アーシアの気持ちをスルーしていることに何も感じていない訳じゃない。こっちだって悪いと思っているのだ。
でも誰を選んでも修羅場になる予感しかしない。じゃあ全員?いや相手だって皆一緒より自分だけの方がいいだろう。自身に置き換えてみた場合、やはり複数の一人よりは自分一人の方がいいと思った。

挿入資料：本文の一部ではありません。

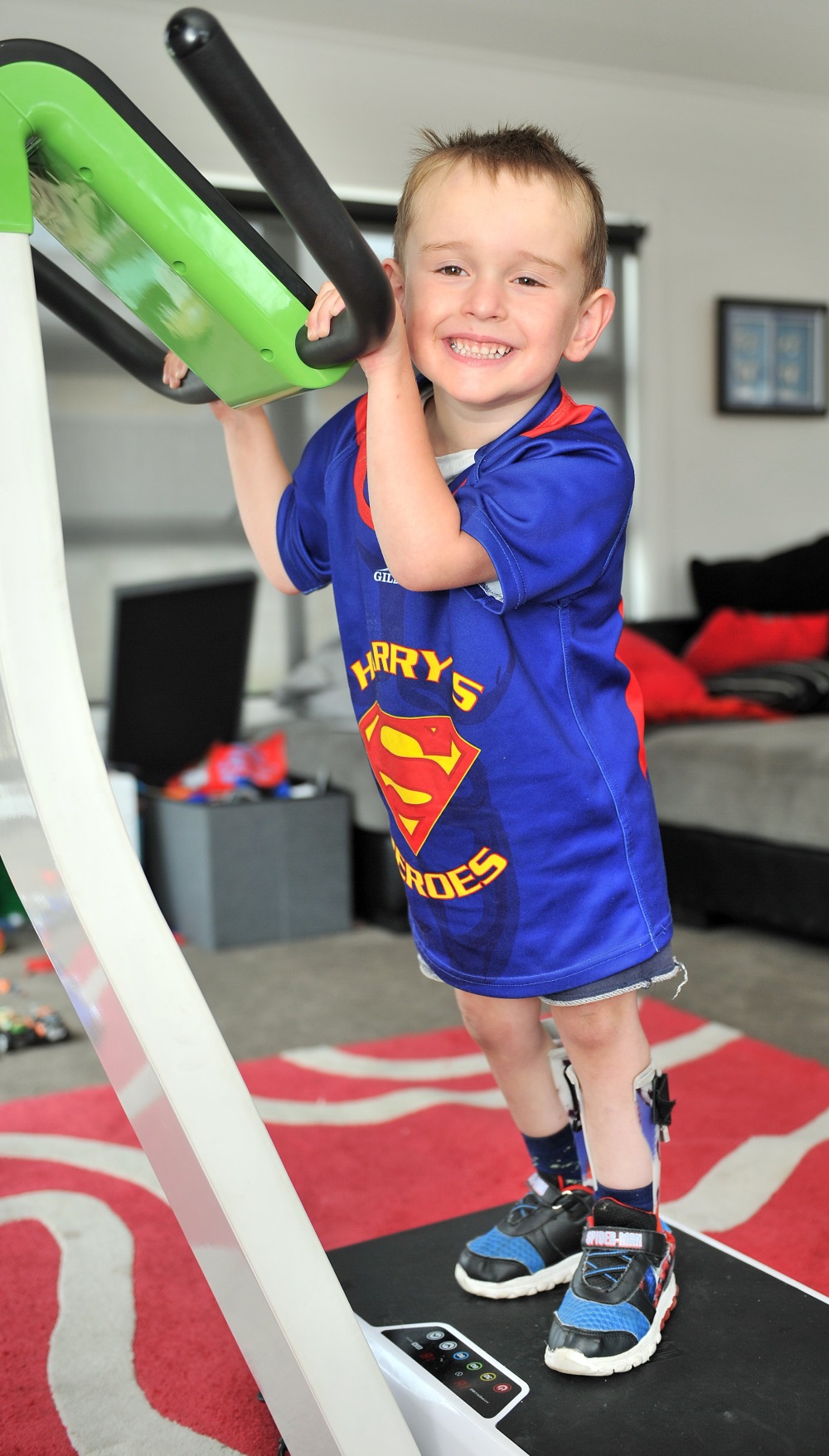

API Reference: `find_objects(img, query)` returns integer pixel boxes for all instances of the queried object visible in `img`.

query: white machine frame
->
[0,233,418,1456]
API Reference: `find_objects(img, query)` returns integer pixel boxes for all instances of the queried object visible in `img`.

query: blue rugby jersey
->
[277,379,671,996]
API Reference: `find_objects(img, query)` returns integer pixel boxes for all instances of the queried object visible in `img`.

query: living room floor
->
[0,925,829,1102]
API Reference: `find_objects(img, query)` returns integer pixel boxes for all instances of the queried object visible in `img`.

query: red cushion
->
[616,628,784,724]
[681,607,829,677]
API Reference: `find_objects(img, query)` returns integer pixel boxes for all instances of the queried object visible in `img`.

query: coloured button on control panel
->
[383,1325,525,1420]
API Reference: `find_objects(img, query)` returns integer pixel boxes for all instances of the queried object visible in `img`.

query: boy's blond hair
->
[395,123,608,297]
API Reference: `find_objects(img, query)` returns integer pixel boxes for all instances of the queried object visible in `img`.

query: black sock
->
[521,1123,581,1188]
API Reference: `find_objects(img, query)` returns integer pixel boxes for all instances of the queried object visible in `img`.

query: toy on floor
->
[0,1006,69,1054]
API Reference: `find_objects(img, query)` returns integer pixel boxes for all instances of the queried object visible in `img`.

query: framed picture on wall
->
[717,298,826,415]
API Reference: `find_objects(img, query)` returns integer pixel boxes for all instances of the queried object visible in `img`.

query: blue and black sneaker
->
[454,1175,593,1298]
[544,1198,677,1376]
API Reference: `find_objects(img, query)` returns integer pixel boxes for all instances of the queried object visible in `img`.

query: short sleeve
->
[277,431,331,593]
[456,420,633,612]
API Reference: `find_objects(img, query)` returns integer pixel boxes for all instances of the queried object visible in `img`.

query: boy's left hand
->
[308,265,410,374]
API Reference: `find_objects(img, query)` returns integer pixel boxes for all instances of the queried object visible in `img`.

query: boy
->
[165,125,677,1375]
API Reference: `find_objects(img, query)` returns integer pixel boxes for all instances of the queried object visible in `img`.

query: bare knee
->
[555,992,647,1065]
[456,992,545,1060]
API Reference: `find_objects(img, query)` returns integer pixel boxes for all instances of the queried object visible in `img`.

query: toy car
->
[0,1006,69,1054]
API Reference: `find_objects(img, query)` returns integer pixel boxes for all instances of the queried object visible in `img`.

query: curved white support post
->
[0,233,417,1456]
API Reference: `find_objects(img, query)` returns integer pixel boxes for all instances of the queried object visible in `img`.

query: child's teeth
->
[450,339,510,360]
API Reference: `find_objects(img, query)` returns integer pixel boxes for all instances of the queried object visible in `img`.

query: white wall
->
[9,0,829,655]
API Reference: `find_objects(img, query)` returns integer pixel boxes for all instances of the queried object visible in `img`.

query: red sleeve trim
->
[616,601,648,779]
[521,389,596,439]
[354,395,375,530]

だからアーシアの気持ちは嬉しいけど、じゃあ応えられるかと言うと二の足を踏んでしまう。
どうすれば……そう思っていると、
「ふむ、アーシアも積極的になったじゃないか」
ひょこっと突然倉庫の跳び箱から顔を出したのはゼノヴィアで、突然の登場に龍誠とアーシアの二人は慌てて離れた。
「お前なんつうとこに隠れてんだよ!」
「細かいところは気にするな龍誠」
細かくねぇだろ!と龍誠が突っ込む中ゼノヴィアは、よっこいせと跳び箱から出ると、アーシアの元に寄り、
「と言う訳でアーシア。せっかくだしこのままもう少し積極的に行こうか」
「何かお前エロビデオのカメラマンみたいだぞ」
ジト目で龍誠が言うが、ゼノヴィアは聞こえないと言わんばかりに話を進め、
「藍華から聞いたんだがな、何でも年頃の男女は乳繰りあうものらしいぞ」
「ちちくり?」
龍誠は……凄く嫌な予感がした。それはもうビンビンに感じている。と言うか、藍華が関わるとろくな目に遭わないのだ。そう思って、こっそり脱出しようと後ろを向いたが、
「まあ待て龍誠」
ガシッと、背中に眼でもあるのかゼノヴィアは龍誠の肩を掴むと、
「うぉ!」
そのまま龍誠を転ばした。普通の力比べなら、龍誠の方が上だ。だがゼノヴィアは、変なところで器用さを発揮するので、何と合気道の要領で龍誠を転がした。そしてそのまま龍誠に馬乗りになると、
「たしかこうやって……」
とゼノヴィアは何と、恥ずかしげもなく上半身に来ていた服を脱ぎ捨て、ブルンと大きさではリアスや朱乃に劣るものの、形の良い美乳を晒した。しかもそれだけに飽きたらず、龍誠の手を取ると、自分の胸に触れさせてくる。
「これでよしと」
「いやこれはおかしいだろ!」
乳繰り合うってこう言うものではない。絶対にだ。だが、
「こ、これが……」
とアーシアはジッと見た後、少し迷ってから服の裾を掴むと、そのまま脱ぎ捨てる。
「あ、アーシア!?」
勿論龍誠は仰天した。しかしアーシアは出会った当初こそ細かった体も、最近はすっかり質素だった教会での食事から変わったためか、出るところは出ているタイプになった。それどころか胸は現在成長中……ってそんなことを考えている場合ではなく、アーシアまで反対側の手を取ると、そのまま自分の胸に押し付けたのだ。
「あわ!あわわわわわ!」
流石の龍誠も、何かが崩れ去っていくのを感じた。正直いってもう理性とか色々限界である。
「何だろうね、続々してきた」
ペロリと蠱惑的な目を向けてくるゼノヴィアに、
「りゅ、龍誠さん……」
照れと羞恥で真っ赤になりながらも、懸命に自分の胸に当てるアーシア。余りにも真逆の二人だが、だからこそ逆に興奮する。
(もう……無理)
もうあとがどうなっても良い……そう思い龍誠は欲望に忠実になろうとしたその時!
「何してるのあなたたち!」
『え?』
そこに乱入してきたのは何とイリナ。全身を真っ赤にして乱入してきた彼女は、こちらに向かって不潔よ!っと叫びそうだ。なんて思ってたら、
「ここは埃っぽいわ!不潔よ!」
何かちょっと違うような……と、三人は思ったのだった。因みに戦兎はと言うと、
「おい桐生!今倉庫の方から紫藤さん声が聞こえたし、何か万丈たちの声もするぞ!?なに隠してやがる!」
「なにも隠してねぇけどちょっと待てって!」
匙と倉庫から少しだけ離れた場所で押し問答をやってたそうな。
最近更新が遅れてすみません。理由としては、嫁ちゃんが風邪をひいてはその看病に追われ、治ったかと思えば今度は俺が嫁ちゃんの風邪を移されてダウンしてました。取り敢えず完治したのでボチボチ書いていきます。